• Darkassassin07@lemmy.ca
    link
    fedilink
    English
    arrow-up
    1
    ·
    10 months ago

    But is there any reason why you’re looking into micromanaging service permissions?

    Because I don’t know any better, having very little base knowledge of linux.

    The thought process here was that services like nginx should be running under a separate user from root and your main daily user account, only having access to the files it actually needs, but not really knowing how to achieve that. I know genuinely nothing about linux user management and feel a bit overwhelmed trying to figure out where to start :/ (especially comming from the all graphical UI experience of Windows)
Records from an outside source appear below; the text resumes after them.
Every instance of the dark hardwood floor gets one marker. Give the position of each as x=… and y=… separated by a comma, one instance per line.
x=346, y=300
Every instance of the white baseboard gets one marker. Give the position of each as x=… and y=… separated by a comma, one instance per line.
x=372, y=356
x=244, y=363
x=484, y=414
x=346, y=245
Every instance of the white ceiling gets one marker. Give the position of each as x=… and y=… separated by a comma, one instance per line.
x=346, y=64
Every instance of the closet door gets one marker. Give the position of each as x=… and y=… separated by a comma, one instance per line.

    Chmod is/was the only tool I’ve known about for managing permissions. I end up running stuff as root in my experimentations because I randomly run into permissions errors, but don’t know how to solve them, particularly without creating more problems for other processes.

    I’m using Debian as a first Linux desktop experience; previously I’ve done some experimenting with rpis managed via ssh, mostly to run pihole, that’s about it. The rest has been windows where I was familiar.

    • d3Xt3r@lemmy.nz
      link
      fedilink
      English
      arrow-up
      4
      ·
      edit-2
      10 months ago

      Okay so that’s different.

      nginx only runs the master process as root, but the actual worker processes already run under a low-privileged account called http. If you want to run the master process as well as non-root, you can follow the instructions here: https://wiki.archlinux.org/title/nginx#Running_unprivileged_using_systemd

      To restrict access to files, you’d be editing the nginx config file, you can read on how to do that in the nginx documentation, or check ServerFault etc.

      But the modern Linux world revolves around containers. There’s an official Docker image for nginx that you could use if you’d like, and that’d make it a much more secure - and portable option.

      Also, I’d recommend checking the Arch Wiki first for anything Linux related - the wealth of knowledge and documentation there is unmatched, and is useful even if you’re not running Arch.